Writing in the Financial Times yesterday, Josef Ackermann – CEO of Deutsche Bank (NYSE:DB) – argued that larger banks are not more dangerous to the health of financial system (and thus to taxpayers) than smaller banks. According to him, system danger arises primarily from the degree to which banks are “interconnected”.
Inadvertently, Mr. Ackermann makes a strong case for banking system reform. You can break this down into five parts.
1) There is no “either/or” structure to the discussion of size vs. interconnectedness vs. leverage vs. herding behavior of management. “All of the above” is a completely plausible answer, and Mr. Ackermann helps to make the case that relatively small banks also need to be addressed.

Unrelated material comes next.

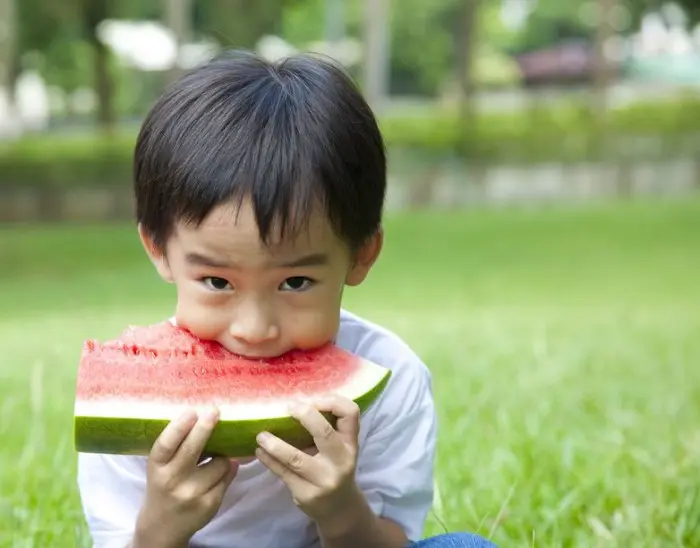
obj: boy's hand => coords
[256,396,360,529]
[134,410,238,548]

2) No doubt smaller banks will not be thrilled by his point – we should expect more Robert Wilmers-type diatribes, next time against Deutsche rather than Goldman. This, of course, is exactly the kind of division within bankers’ ranks that you need to push for meaningful reform. Divide and reregulate effectively, before they close ranks.
3) Mr. Ackermann nowhere mentions that Deutsche Bank’s leverage was, at its peak, judged by some market participants to be around 50:1, making it arguably the biggest hedge fund in world history. Deutsche’s response in 2008 was that such estimates were based on mismeasurement and its true leverage was “no higher than that of Citigroup.” Ouch.

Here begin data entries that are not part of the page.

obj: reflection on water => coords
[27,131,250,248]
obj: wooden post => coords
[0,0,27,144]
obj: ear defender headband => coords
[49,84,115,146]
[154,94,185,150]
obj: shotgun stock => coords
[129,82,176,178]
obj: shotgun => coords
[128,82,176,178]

4) Deutsche’s experience, its effective bailout by the German government, and the current misery of European banking more broadly emphasize the need for much stronger capital requirements across the board as part of our eventual response. Of course, these can be higher in percentage terms based on size, interconnectedness or anything else you want to worry about; but all of banking has become too dangerous (to your fiscal health). European-type loopholes, such as “off-balance sheet” activities, must be removed and – as Mr. Ackermann implicitly acknowledges – only action at the level of the G20 can really ensure cross-border bite on such rules.
5) Mr. Ackermann’s endorsement of the current G20 action plan is further confirmation that this plan does not constitute serious progress. Unless and until you get agitated pushback from the world’s biggest bankers, your reform efforts are not real.
Interestingly and surprisingly, Ackermann also makes only a weak case for large banks (in his last paragraph, which seems tacked on awkwardly). If this is the best his staff can do, the case for very big banks is in no way compelling.